Justice Alito rejects Senate Democrats' call to step aside from upcoming Supreme Court case

Justice sees ‘no valid ­reason’ for recusal


By Mark Sherman
Associated Press

WASHINGTON (AP) — Justice Samuel Alito on Friday rejected demands from Senate Democrats that he step aside from an upcoming Supreme Court case because of his interactions with one of the lawyers, in a fresh demonstration of tensions over ethical issues.

Alito attached an unusual statement to an otherwise routine list of orders from the court. “There is no valid reason for my recusal in this case,” Alito wrote in a four-page statement.

Democrats on the Senate Judiciary Committee have been highly critical of Alito and the rest of the court for failing to adopt an ethics code, following reports of undisclosed paid trips taken by Justice Clarence Thomas and, on one occasion, by Alito. The committee approved an ethics code for the court on a party-line vote, though it is unlikely to become law.

Last month, Senate Judiciary Committee Chairman Dick Durbin, D-Ill., and other Democrats on the committee sent a letter to Chief Justice John Roberts calling on Alito to not participate in a tax case that will be argued in the late fall.

The Democrats complained that Alito himself had cast doubt on his ability to judge the case fairly because he sat for four hours of Wall Street Journal opinion page interviews with an editor at the newspaper and David Rivkin, one of the lawyers for the couple suing over a tax bill.
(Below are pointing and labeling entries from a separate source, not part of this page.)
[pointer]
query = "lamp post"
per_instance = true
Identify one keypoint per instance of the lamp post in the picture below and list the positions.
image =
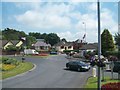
(85, 30)
(99, 45)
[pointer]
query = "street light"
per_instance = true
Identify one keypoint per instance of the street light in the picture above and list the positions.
(99, 45)
(85, 31)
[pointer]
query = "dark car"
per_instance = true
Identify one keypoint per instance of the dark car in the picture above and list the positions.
(53, 53)
(78, 65)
Rivkin also represents Leonard Leo, the onetime leader of the conservative legal group The Federalist Society, in his dealings with the Senate Democrats, who want details of Leo’s involvement with the justices. Leo helped arrange a private trip Alito took to Alaska in 2008.

In the second of two articles the interviews produced, Alito said Congress lacked the authority to impose a code of ethics on the Supreme Court.

Durbin said in a statement that Alito “surprises no one by sitting on a case involving a lawyer who honored him with a puff piece in the Wall Street Journal. Why do these Justices continue to take a wrecking ball to the reputation of the highest court in the land?”

The court should be taking steps to stop the erosion of public trust, Durbin said. He said Alito’s statement is additional evidence that Congress should force an ethics code on the nation’s highest court, the only federal judges without one.
A day earlier, Justice Brett Kavanaugh said he is hopeful, without offering specifics, that the court will soon take “concrete steps” to address ethical concerns.

Justices typically do not respond to calls for their recusals, except in the rare instances in which they are made by parties to the case. But Alito said he was responding because of the attention the issue already has received.

He noted that many of his former and current colleagues have given interviews to reporters and then taken part in cases involving the reporters’ media outlets.

Describing the Democrats’ argument as “unsound,” Alito went on to write, “When Mr. Rivkin participated in the interviews and co-authored the articles, he did so as a journalist, not an advocate. The case in which he is involved was never mentioned; nor did we discuss any issue in that case either directly or indirectly. His involvement in the case was disclosed in the second article, and therefore readers could take that into account.”